2. Configure Your OIDC Provider
• Register your mobile app with your chosen provider (e.g., Auth0).
• Set a valid redirect URI – this is crucial! It must match the URL your mobile app uses after authentication.
• Define allowed scopes (e.g., ‘openid’, ‘profile’, ’email’). ‘openid’ is essential for OIDC.
• Note down the Issuer URI – you’ll need this to verify the ID Token.
• Download or obtain the JSON Web Key Set (JWKS) from your provider. This contains the public keys used to verify the token’s signature.
3. Backend Verification: Check the Signature

Your backend needs to verify that the ID Token is genuinely from your OIDC provider and hasn’t been tampered with.

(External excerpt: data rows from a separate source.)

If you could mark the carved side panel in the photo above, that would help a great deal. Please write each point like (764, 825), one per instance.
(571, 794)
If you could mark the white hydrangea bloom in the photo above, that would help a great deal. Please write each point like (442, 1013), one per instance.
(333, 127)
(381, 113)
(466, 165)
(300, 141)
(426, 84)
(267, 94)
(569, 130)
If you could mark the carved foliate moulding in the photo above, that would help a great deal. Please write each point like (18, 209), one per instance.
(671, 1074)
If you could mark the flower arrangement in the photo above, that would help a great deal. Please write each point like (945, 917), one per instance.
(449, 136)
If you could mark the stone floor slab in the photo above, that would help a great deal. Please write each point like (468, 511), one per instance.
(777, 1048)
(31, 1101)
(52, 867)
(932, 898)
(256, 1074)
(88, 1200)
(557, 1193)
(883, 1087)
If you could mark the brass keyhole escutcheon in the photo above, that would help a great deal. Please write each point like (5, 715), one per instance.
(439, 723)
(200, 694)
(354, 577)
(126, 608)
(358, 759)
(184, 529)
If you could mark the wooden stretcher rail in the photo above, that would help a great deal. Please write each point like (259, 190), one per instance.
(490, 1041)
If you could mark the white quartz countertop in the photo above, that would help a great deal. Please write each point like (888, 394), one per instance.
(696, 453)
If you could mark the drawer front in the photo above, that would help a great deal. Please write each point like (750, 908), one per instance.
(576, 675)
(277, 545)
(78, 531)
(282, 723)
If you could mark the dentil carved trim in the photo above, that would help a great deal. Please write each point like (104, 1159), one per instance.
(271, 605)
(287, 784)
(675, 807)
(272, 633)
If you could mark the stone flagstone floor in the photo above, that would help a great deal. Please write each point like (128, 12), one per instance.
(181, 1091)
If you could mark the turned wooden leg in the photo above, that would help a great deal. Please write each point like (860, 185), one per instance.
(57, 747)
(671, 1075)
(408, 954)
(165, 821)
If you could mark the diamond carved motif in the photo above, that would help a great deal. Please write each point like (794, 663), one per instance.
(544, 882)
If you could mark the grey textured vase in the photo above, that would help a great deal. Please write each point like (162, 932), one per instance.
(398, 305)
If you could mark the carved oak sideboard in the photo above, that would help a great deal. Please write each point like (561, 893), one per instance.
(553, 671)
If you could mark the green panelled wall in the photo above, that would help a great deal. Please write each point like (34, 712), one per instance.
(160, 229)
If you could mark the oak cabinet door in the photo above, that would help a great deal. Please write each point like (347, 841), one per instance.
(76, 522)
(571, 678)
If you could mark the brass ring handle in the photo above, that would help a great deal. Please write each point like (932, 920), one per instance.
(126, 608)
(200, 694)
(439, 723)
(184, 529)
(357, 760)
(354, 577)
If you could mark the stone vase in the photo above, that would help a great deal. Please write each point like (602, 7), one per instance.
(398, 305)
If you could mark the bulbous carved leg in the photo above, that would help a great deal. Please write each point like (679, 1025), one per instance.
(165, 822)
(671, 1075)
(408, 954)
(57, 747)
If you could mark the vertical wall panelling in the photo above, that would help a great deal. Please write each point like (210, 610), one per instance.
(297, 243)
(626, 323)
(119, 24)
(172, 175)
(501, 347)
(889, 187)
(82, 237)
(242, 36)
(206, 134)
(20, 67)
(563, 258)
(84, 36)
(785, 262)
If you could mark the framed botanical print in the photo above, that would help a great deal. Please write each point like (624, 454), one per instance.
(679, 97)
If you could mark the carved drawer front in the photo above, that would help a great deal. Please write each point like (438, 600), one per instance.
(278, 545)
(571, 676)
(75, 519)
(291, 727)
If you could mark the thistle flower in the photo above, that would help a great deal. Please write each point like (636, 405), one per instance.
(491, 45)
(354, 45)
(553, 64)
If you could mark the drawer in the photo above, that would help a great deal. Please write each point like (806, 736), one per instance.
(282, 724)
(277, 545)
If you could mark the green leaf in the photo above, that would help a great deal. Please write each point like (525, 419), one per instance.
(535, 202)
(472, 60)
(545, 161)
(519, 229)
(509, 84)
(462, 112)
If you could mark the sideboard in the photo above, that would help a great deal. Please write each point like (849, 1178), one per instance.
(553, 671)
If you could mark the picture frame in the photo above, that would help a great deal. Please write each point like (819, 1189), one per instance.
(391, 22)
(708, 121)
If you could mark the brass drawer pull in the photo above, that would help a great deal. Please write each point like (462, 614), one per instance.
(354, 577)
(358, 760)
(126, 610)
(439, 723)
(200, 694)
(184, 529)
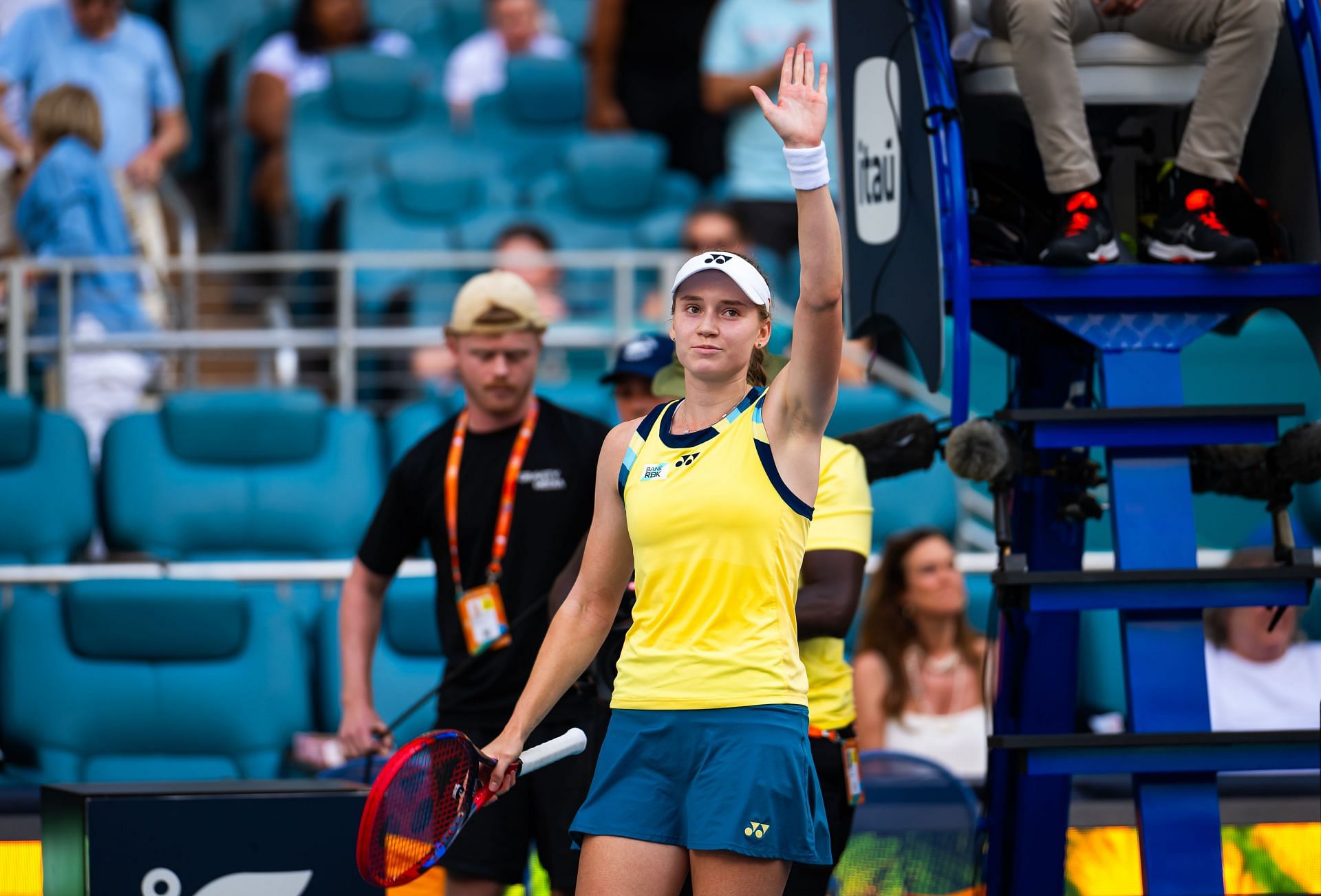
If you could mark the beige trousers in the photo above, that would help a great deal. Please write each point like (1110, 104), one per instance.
(146, 217)
(1241, 36)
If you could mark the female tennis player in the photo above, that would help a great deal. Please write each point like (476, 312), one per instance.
(706, 765)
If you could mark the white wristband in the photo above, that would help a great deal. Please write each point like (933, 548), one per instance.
(808, 168)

• Install a suitable library for handling JWTs (JSON Web Tokens). Examples include python-jose in Python, or libraries specific to your backend language.
• Fetch the JWKS from your provider’s endpoint. Cache this as it doesn’t change often.

  # Example using requests library in Python
  import requests
  
  jwks_url = "https://your-provider.com/.well-known/jwks.json"
  response = requests.get(jwks_url)
  response.raise_for_status()
  jwks = response.json()

• Decode and Verify the ID Token.

  # Example using python-jose in Python
  from jose import jwk, jwt
  from jose.utils import base64url_decode
  
  key_dict = jwk.get_key(jwks, key_id=token['kid'])
  public_key = key_dict['kty']
  
  decoded_token = jwt.decode(
      token,
      options={
          "verify_signature": True,
          "verify_aud": "your-client-id", # Your client ID from the OIDC provider
          "issuer": "https://your-provider.com",  # Your Issuer URI
      },
      key=public_key
  )

• Check the Claims: After successful decoding, verify important claims:
  • iss (Issuer): Must match your expected Issuer URI.
  • aud (Audience): Must include your client ID.
  • exp (Expiration Time): Ensure the token hasn’t expired.
  • sub (Subject): This is a unique identifier for the user.
4. Secure Storage of User Information

Once verified, store the sub claim securely in your backend to identify the user. Do not store sensitive information directly in the ID Token.

5. Consider PKCE (Proof Key for Code Exchange)

For native mobile apps, always use PKCE to prevent authorization code interception attacks. Your OIDC provider should support this.